Mais, depuis quelques années, la valeur des engrais chimiques a diminué de 25 à 30 pour 100 ; ils ont subi l'influence de la crise agricole, et par conséquent on peut aujourd'hui acheter pour 7 à 8 francs l'équivalent d'une tonne de fumier.
M. Rémond admet donc qu'il y a pour lui, au point de vue de leur coût comme au point de vue de leur efficacité, un grand avantage en faveur des engrais chimiques. Aussi en est-il bientôt arrivé à les employer presque exclusivement.

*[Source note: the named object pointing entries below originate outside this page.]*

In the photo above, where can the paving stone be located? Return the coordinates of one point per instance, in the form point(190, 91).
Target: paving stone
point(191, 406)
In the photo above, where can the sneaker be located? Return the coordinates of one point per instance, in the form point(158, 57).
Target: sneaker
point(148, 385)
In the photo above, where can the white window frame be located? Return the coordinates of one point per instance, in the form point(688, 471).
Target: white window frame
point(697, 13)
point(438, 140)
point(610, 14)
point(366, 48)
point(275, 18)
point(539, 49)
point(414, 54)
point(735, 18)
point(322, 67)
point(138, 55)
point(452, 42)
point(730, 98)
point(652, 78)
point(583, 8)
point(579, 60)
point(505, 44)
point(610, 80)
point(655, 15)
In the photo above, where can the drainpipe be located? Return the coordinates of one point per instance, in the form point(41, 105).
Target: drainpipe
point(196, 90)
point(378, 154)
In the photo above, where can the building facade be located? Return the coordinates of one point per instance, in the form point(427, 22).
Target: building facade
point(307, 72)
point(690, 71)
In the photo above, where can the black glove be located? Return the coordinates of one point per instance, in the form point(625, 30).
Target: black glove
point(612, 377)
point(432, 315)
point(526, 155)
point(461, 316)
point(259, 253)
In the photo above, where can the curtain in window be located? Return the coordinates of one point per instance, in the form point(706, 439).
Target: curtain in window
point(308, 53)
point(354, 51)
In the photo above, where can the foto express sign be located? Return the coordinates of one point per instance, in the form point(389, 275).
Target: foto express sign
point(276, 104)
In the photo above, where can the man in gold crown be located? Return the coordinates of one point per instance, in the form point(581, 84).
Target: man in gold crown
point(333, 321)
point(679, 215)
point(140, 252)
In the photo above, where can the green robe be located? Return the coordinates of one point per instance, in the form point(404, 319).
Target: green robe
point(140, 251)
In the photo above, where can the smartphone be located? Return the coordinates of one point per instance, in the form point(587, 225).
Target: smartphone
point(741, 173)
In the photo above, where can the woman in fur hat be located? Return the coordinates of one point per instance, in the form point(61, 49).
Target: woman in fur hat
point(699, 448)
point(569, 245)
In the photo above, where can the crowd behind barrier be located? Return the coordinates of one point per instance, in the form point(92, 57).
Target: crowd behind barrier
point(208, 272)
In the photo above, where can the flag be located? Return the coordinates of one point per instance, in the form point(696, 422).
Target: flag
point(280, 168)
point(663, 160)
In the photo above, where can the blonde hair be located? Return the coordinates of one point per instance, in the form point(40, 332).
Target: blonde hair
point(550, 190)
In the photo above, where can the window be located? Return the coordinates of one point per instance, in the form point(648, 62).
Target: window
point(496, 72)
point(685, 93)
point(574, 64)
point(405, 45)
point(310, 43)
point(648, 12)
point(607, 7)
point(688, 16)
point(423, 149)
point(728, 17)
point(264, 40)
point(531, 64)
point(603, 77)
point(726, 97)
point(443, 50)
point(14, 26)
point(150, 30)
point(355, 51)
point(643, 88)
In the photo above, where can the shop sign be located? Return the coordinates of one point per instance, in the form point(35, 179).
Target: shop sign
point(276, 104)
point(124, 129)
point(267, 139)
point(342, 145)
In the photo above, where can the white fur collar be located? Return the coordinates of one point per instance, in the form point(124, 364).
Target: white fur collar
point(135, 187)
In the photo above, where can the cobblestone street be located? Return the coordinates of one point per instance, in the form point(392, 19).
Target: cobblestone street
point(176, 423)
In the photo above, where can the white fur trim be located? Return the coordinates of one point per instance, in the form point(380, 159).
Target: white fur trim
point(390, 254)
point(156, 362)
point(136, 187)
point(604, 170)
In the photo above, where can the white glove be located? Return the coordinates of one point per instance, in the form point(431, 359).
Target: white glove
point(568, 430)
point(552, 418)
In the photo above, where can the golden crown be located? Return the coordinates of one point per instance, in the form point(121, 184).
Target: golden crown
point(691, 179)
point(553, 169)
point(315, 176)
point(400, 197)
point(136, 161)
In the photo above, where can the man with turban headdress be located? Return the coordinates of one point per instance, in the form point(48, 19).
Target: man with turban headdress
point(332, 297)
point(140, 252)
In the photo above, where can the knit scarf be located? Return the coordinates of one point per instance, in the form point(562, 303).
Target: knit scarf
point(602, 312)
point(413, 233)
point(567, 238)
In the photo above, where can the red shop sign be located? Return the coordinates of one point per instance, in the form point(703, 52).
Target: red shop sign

Il ne nourrit sur sa ferme de 308 hectares que les animaux nécessaires pour les travaux (17 chevaux et de 12 à 40 bœufs suivant la saison, en moyenne 27), et un troupeau de moutons (400 têtes) suffisant pour consommer, avec les bœufs, les pulpes de sa distillerie et les pailles ou fourrages invendables.

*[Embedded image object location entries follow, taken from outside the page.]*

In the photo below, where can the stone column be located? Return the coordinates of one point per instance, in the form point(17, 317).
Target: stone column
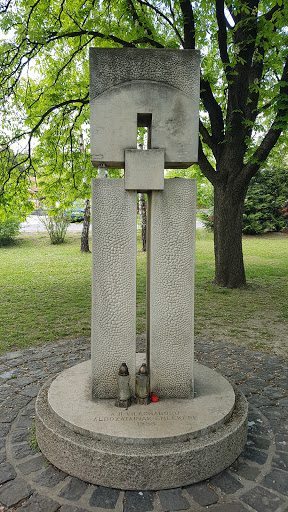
point(113, 337)
point(170, 290)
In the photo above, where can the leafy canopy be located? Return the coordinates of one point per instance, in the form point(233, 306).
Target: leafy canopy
point(44, 78)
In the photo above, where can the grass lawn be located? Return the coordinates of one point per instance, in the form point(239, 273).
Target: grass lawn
point(46, 293)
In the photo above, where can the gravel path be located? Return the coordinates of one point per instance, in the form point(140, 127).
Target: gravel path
point(257, 481)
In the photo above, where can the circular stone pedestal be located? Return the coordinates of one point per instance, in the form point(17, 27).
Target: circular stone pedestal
point(165, 444)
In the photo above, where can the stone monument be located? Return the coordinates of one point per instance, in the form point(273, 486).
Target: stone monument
point(198, 426)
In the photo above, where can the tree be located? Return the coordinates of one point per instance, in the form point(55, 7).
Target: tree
point(265, 200)
point(244, 83)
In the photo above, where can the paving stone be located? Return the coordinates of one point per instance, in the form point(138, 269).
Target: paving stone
point(69, 508)
point(276, 413)
point(25, 421)
point(202, 494)
point(283, 402)
point(20, 382)
point(281, 441)
point(280, 461)
point(4, 429)
point(32, 465)
point(5, 392)
point(104, 497)
point(20, 435)
point(138, 501)
point(259, 442)
point(39, 374)
point(228, 507)
point(74, 489)
point(259, 400)
point(7, 472)
point(13, 355)
point(275, 393)
point(7, 415)
point(173, 499)
point(254, 455)
point(31, 391)
point(2, 456)
point(19, 451)
point(262, 500)
point(277, 481)
point(37, 503)
point(51, 476)
point(13, 492)
point(17, 402)
point(245, 470)
point(226, 482)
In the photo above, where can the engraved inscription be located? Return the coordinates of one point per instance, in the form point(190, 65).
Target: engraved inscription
point(149, 418)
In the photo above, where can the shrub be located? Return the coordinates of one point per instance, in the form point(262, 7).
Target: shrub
point(266, 195)
point(265, 206)
point(56, 223)
point(9, 229)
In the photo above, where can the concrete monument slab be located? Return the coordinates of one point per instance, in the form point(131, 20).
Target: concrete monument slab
point(144, 170)
point(127, 86)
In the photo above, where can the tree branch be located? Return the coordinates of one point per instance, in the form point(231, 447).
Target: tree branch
point(279, 124)
point(162, 15)
point(207, 138)
point(148, 41)
point(215, 114)
point(189, 24)
point(222, 33)
point(205, 165)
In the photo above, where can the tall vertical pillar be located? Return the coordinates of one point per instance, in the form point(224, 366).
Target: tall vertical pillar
point(113, 337)
point(170, 292)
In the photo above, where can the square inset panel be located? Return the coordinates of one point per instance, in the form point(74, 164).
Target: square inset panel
point(144, 169)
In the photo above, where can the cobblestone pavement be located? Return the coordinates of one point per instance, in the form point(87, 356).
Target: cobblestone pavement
point(257, 481)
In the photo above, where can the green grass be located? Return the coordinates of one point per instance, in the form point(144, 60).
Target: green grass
point(46, 293)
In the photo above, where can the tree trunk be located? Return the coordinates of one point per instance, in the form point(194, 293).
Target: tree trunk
point(228, 210)
point(143, 218)
point(85, 229)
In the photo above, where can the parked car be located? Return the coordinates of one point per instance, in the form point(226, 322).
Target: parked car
point(75, 214)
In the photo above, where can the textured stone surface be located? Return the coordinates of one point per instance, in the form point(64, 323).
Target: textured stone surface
point(113, 284)
point(70, 400)
point(127, 82)
point(170, 271)
point(231, 360)
point(144, 170)
point(13, 492)
point(140, 466)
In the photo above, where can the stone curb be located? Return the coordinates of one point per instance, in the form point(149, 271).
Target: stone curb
point(257, 481)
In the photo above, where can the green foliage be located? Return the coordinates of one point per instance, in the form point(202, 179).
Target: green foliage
point(204, 187)
point(265, 200)
point(56, 224)
point(54, 285)
point(9, 229)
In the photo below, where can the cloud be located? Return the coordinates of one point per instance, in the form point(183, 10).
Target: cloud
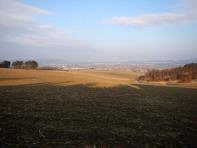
point(151, 19)
point(19, 25)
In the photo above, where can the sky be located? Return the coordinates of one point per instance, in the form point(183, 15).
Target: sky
point(98, 30)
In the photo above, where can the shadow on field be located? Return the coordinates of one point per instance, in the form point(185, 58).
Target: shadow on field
point(45, 115)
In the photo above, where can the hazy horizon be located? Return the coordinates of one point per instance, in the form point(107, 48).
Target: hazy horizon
point(88, 31)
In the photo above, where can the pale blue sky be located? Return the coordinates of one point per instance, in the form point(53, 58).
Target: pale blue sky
point(98, 30)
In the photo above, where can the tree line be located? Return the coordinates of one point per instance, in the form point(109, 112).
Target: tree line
point(30, 64)
point(182, 74)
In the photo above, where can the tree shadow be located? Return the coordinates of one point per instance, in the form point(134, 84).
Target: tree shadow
point(48, 115)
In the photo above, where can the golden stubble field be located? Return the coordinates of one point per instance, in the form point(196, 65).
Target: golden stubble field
point(94, 78)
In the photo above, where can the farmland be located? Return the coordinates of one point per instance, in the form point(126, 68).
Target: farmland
point(92, 108)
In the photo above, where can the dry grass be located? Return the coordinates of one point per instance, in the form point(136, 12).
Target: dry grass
point(90, 77)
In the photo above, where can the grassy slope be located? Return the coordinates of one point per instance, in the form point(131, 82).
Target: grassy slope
point(97, 78)
point(36, 112)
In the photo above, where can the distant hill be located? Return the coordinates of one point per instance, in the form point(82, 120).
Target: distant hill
point(181, 74)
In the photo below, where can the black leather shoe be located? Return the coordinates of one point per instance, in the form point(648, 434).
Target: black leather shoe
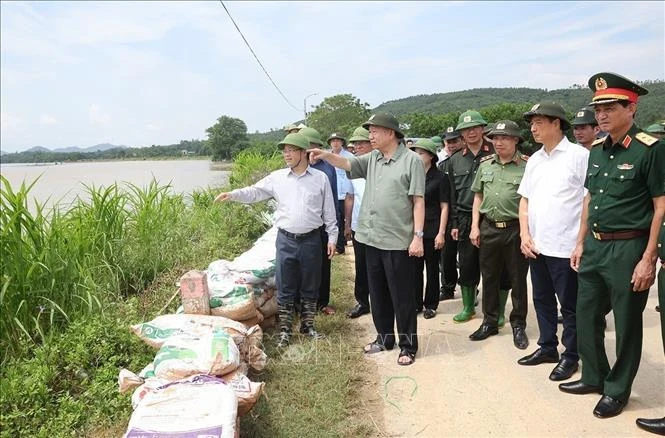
point(358, 311)
point(520, 339)
point(579, 387)
point(564, 369)
point(484, 332)
point(540, 356)
point(656, 425)
point(609, 407)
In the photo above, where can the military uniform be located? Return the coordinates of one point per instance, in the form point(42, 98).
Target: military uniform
point(623, 177)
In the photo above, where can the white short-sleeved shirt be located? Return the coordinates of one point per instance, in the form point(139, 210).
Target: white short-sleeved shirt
point(554, 187)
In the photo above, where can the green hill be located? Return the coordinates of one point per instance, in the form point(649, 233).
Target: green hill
point(651, 108)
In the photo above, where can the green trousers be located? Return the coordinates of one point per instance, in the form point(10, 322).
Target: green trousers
point(604, 281)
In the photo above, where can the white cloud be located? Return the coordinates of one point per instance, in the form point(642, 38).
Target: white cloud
point(97, 117)
point(45, 119)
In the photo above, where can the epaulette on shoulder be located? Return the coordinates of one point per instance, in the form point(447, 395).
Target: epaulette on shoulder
point(645, 138)
point(598, 141)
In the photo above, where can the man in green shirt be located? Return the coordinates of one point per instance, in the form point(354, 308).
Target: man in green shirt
point(390, 224)
point(495, 231)
point(615, 254)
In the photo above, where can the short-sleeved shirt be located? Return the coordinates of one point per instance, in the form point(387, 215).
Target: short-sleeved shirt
point(386, 213)
point(461, 169)
point(554, 186)
point(437, 190)
point(622, 178)
point(498, 182)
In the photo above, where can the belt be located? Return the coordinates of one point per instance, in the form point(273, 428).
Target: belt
point(619, 235)
point(503, 224)
point(300, 236)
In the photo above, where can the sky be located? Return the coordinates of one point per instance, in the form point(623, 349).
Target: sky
point(143, 73)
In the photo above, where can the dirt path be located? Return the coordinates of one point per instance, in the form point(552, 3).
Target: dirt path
point(462, 388)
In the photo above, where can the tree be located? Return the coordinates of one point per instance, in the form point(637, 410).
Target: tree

Il obtient ainsi de quoi donner à chacun des 44 hectares de betteraves qu'il cultive une demi-fumure d'environ 18,000 kilog. Il a soin de mettre ce fumier en terre avant l'hiver, afin qu'il ait le temps de se nitrifier avant le mois de mai ou de juin.
Puis, quelques jours avant de semer les betteraves, il répand les engrais chimiques : 30 à 50 kilog. d'acide phosphorique, 80 à 100 kilog. de potasse sous forme de sulfate ou de nitrate (il importe d'éviter les chlorures), et 40 à 65 kilog. d'azote nitrique à l'état de nitrate de potasse ou de soude.

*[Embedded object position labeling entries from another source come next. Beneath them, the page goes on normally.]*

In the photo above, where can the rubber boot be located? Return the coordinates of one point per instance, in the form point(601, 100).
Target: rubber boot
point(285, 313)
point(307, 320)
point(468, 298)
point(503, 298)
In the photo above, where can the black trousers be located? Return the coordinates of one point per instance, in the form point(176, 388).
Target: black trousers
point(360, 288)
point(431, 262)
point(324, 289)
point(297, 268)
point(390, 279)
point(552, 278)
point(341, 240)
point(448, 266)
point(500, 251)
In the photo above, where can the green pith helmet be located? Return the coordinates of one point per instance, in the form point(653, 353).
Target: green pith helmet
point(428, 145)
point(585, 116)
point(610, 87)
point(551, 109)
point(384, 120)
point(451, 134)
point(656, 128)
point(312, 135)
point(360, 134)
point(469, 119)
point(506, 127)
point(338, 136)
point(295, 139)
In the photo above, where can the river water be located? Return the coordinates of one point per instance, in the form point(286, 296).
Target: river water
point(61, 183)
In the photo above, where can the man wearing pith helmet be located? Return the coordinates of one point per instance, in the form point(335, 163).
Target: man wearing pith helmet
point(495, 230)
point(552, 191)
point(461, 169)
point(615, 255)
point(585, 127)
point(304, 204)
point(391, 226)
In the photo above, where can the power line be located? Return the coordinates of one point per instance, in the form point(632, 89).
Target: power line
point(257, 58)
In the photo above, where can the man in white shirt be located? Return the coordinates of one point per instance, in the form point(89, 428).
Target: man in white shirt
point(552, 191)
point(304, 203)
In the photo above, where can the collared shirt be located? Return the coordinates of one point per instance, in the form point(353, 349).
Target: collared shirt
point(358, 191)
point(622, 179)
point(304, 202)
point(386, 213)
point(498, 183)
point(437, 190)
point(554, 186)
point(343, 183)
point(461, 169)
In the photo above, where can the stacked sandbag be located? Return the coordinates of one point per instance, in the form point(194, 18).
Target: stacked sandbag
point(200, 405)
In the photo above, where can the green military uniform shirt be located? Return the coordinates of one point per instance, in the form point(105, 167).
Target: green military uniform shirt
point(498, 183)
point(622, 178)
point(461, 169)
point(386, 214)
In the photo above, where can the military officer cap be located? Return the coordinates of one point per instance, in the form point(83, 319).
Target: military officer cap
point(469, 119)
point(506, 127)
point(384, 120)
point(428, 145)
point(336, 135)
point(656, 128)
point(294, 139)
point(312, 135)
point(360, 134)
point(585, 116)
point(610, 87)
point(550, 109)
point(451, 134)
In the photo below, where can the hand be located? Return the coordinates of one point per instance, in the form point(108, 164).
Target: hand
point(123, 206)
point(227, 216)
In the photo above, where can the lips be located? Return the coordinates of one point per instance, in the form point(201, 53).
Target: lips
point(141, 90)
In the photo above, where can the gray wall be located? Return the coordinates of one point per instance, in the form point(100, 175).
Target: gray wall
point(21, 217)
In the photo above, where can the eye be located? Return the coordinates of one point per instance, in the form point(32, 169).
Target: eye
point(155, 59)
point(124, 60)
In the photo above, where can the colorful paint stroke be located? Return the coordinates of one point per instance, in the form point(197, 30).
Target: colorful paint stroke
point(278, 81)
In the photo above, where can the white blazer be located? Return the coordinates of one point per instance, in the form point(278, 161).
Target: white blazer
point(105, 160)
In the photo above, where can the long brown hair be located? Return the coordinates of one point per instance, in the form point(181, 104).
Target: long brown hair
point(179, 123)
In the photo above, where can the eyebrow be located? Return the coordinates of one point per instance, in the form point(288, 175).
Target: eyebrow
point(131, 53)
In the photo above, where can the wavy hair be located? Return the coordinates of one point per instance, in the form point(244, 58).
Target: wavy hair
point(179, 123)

Après la sole de betteraves vient une céréale d'été (1), dans laquelle on sème de la luzerne ou du trèfle. On ne donne aux légumineuses que des engrais minéraux.
L'expérience a prouvé que l'azote des engrais ne leur sert à rien ; mais je ne veux pas entrer dans la discussion des théories par lesquelles on a cherché à expliquer ce fait. On enfouit la dernière coupe, au moment de sa floraison, de manière à en faire un engrais vert pour les trois céréales qui suivent, deux blés et une avoine. Chacune de ces céréales reçoit en outre ses engrais spéciaux.
Pour le blé, on met en automne, suivant les besoins, de 25 à 115 kilog. de chlorure de potassium, et de 200 à 500 kilog. de superphosphate de chaux ; et pour le deuxième, en outre, au printemps, 200 à 210 kilog. de nitrate de soude. On y mélange toujours 200 à 500 kilog. de plâtre qui favorise l'épandage régulier et l'action des engrais.